Nutrition Facts
The Basics of Macronutrients
Why it’s important to understand macronutrients
If you understand macronutrients, you’ll have an easier time sorting through the various diet programs on the market and selecting the one that’s right for you.
What are macronutrients?
Macronutrients are the nutrients found in food that supply our bodies with calories or energy. Macro means large. A macronutrient is a nutrient that the body requires in large amounts. The energy absorbed through consumption of macronutrients fuels growth, metabolism and other body functions.
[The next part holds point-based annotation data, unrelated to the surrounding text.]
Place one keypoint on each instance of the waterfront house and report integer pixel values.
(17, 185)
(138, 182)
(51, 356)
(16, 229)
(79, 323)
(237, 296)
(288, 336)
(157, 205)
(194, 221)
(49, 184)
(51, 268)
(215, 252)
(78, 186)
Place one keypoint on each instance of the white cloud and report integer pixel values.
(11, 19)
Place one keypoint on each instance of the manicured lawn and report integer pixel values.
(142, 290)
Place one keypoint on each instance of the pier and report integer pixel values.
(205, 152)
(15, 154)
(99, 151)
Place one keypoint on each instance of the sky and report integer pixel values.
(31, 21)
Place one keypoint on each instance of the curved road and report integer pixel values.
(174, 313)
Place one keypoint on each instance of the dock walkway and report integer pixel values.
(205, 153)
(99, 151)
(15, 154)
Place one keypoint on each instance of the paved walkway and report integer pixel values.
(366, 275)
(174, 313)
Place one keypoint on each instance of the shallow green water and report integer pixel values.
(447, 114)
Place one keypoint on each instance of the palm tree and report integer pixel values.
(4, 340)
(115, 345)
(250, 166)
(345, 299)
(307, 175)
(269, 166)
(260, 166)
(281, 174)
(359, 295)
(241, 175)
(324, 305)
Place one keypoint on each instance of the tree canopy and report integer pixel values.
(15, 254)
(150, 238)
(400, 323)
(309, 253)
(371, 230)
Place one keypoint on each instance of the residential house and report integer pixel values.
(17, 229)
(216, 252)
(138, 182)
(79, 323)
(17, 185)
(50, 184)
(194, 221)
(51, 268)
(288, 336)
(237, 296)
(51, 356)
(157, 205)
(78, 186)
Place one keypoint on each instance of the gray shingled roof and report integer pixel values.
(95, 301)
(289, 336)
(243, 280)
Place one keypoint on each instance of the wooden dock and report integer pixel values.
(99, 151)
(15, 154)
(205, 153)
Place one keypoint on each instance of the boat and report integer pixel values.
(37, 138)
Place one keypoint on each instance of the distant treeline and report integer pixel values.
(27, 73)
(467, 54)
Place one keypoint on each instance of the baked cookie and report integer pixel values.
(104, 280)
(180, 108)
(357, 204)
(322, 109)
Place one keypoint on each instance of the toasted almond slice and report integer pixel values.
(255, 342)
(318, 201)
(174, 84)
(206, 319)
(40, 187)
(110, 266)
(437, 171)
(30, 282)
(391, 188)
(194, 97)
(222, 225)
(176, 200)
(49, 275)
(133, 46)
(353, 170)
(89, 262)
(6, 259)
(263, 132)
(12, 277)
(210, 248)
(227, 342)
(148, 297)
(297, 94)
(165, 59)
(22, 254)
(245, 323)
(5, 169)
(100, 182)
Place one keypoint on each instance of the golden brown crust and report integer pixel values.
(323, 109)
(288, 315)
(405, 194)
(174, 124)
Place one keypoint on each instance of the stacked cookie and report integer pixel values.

It is important to realize that no food by itself contains every nutrient the body requires for good health. Also, many different combinations of food can provide us with the proper mix of nutrients we need – and in the right amounts.
The core macronutrients
The foundation of a good diet is found in the three core macronutrients: carbohydrate, protein
- Carbohydrate: 4 calories/gram
- Protein: 4 calories/gram
- Fat: 9 calories/gram
Why is this useful to know?
If you’re in the supermarket trying to select a packaged product, you can look to the Nutrition Facts label to learn its macronutrient content. If the product has 10 grams of carbohydrate, 0 grams of fat, and 0 grams of protein per serving, that tells you eating a meal of the food will provide you with 40 calories. (Remember, carbohydrates have 4 calories per gram, so you multiply the 10 grams of carbohydrates by 4 calories for each gram)
In addition to carbohydrates, proteins, and fats, one other substance provides calories: alcohol. Alcohol supplies 7 calories per gram. While alcohol is a source of calories and energy, it is not a macronutrient because our bodies don’t require it to survive.
Let’s look more closely at the core macronutrients.
CARBOHYDRATES
We require carbohydrates in larger amounts than proteins or fats. The USDA’s Dietary Reference Intakes recommends that we get 45 to 65 percent of our calories from carbohydrates.
Where carbohydrates are found
The primary source of carbohydrates is starchy foods (think grains and potatoes), fruits, milk, and yogurt. Carbohydrates are found in lesser amounts in vegetables, beans, nuts, seeds and cottage cheese contain carbohydrates.
Carbohydrates and fiber
Some foods contain carbohydrates that our digestive systems are unable to break down and absorb. Research has shown that diets high in fiber can help reduce obesity and cholesterol. Fruits, vegetables and whole grains are some of the foods that are high in fiber.
PROTEIN
The USDA’s Dietary Reference Intakes recommends that we get 10 to 35 percent of our calories from protein. The body uses protein for a number of purposes, including growth and tissue repair. When carbohydrate is unavailable, it will use protein for energy.
Where proteins are found
Foods that supply protein include meats, poultry, fish, meat substitutes, cheese, milk, nuts and legumes. Starchy foods and vegetables supply proteins in smaller amounts.
FAT
The USDA’s Dietary Reference Intakes recommends that we get 20 to 35 percent of our calories from fat. People concerned about their weight should rightly be wary about the amount of fat they consume, but some fat is necessary for survival. Of all the energy sources available to our bodies, fat is the most concentrated. If you eat a lot of fat, you are more likely to gain weight than if you eat a lot of carbohydrate or protein
Where fats are found
Foods that supply fat include meat, poultry, nuts, milk products, butters and margarines, oils, lard, fish, grain products and salad dressings.
Three main kinds of dietary fat
It is helpful to know the main dietary fat types. They are: Saturated fat, unsaturated fat and trans fat.
Saturated fat is associated with raised blood cholesterol levels. Food especially high in saturated fat includes butter, margarine, meat and dairy products.
Unsaturated fat is typically found in liquid form. Unlike saturated fat, unsaturated fat does not raise blood cholesterol levels. Canola and olive oil have the highest percentage of monounsaturated fat compared with other cooking oils. Safflower and corn oil have the highest percentage of polyunsaturated fat.
Trans fats are unsaturated fats (oils) that have been artificially hydrogenated (hydrogen molecules are added to the fatty acid chains) to make them solid in texture, much like saturated fats. Food manufacturers do this because trans fats provide more satisfactory cooking results and have an appealing mouth feel. Unfortunately, the body recognizes trans fats as a saturated fats, so they contribute to raised cholesterol levels and heart disease.
Some research has shown that replacing saturated and trans fats with monounsaturated fats can promote weight loss. The British Journal of Nutrition has published two studies on the subject, found here and here.
Don’t forget about water and micronutrients
Macronutrients are nutrients required in large amounts to supply the body with calories and energy. But the body also needs other things for survival. It needs water in large amounts (6-8 glasses daily) and it needs micronutrients, which are nutrients required in smaller amounts. Micronutrients include the vitamins and minerals the body uses to produce enzymes, hormones and other substances essential for proper growth and development.